Despite adamant denials, many are convinced that Labour made a dirty deal with the Democratic Unionists to keep abortion out of Northern Ireland in exchange for votes to squeak through Gordon Brown's 42-day detention bill.
Abortion is one issue that binds Sinn Féin, the DUP, SDLP and Ulster Unionists in an eternal blood brotherhood. Feminists in Northern Ireland refer to the power-sharing government as "the taliban". Some 50,000 Northern Irish women have had to come to England for abortions, costing about £2,500 each, while poorer women bear unwanted children or use back-street methods: over 10% of GPs admit to dealing with the aftermath of amateur abortions.

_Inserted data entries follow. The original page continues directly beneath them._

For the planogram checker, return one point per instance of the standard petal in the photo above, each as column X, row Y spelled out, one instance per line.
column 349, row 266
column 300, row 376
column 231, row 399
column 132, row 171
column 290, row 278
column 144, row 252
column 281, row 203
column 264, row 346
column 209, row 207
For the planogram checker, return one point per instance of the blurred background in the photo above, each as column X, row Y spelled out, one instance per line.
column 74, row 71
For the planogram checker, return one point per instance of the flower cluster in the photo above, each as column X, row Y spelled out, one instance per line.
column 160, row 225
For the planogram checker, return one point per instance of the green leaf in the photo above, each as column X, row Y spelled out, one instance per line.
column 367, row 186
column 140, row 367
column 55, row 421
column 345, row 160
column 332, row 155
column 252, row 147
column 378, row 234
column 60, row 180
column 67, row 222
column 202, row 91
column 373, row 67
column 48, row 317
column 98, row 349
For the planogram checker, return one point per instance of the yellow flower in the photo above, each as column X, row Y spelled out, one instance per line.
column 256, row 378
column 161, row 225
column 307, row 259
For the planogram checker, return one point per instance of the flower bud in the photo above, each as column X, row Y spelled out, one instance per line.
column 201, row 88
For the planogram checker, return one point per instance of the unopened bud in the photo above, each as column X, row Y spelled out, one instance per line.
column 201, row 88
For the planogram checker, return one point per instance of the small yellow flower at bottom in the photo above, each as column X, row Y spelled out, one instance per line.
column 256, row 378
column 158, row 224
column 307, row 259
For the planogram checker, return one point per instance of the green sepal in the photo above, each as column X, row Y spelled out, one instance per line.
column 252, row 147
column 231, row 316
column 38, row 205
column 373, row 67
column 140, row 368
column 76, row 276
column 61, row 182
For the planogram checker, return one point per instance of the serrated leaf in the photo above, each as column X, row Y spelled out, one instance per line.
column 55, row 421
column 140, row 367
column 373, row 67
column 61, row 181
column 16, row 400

Denying fundamental rights to Northern Irish women fits uncomfortably well with the long dishonourable record of Westminster's regard for human rights in the province. Trade-offs have always meant different rules apply. The Commons could impose an abortion law on Northern Ireland, but once full powers are restored to Stormont, there will be nothing to stop the assembly repealing it. However, the brave and much-persecuted abortion campaigners in Northern Ireland think it unlikely the assembly would revert to the present outright ban on abortion. Attitudes are shifting: a Northern Ireland poll yesterday showed 62% would support abortion in cases of rape and incest.
However, opinion polls are consistently anti-abortion on other grounds in the province, so shouldn't they be allowed self-determination? Is this another kind of imperialism? Not if you believe individual women have an inalienable right over their own bodies. Not if you think the imposition of unwanted motherhood is as monstrous an intrusion on a woman's liberty as imprisonment without trial. This should not be a question of majority decision-making, but of as fundamental a human right as any in the UN charter, to be protected from the tyranny of the majority. No one is making anyone else have an abortion. Northern Ireland's politicians have no right to conspire across party lines against the minority rights of women citizens in need of abortions - 40 a week.
If underhand arrangements mean dropping the debate, it'll be yet another dirty Northern Ireland deal. Today at 5.30pm outside the Commons they will be shouting the old cry: "Not the church, not the state, women must decide their fate."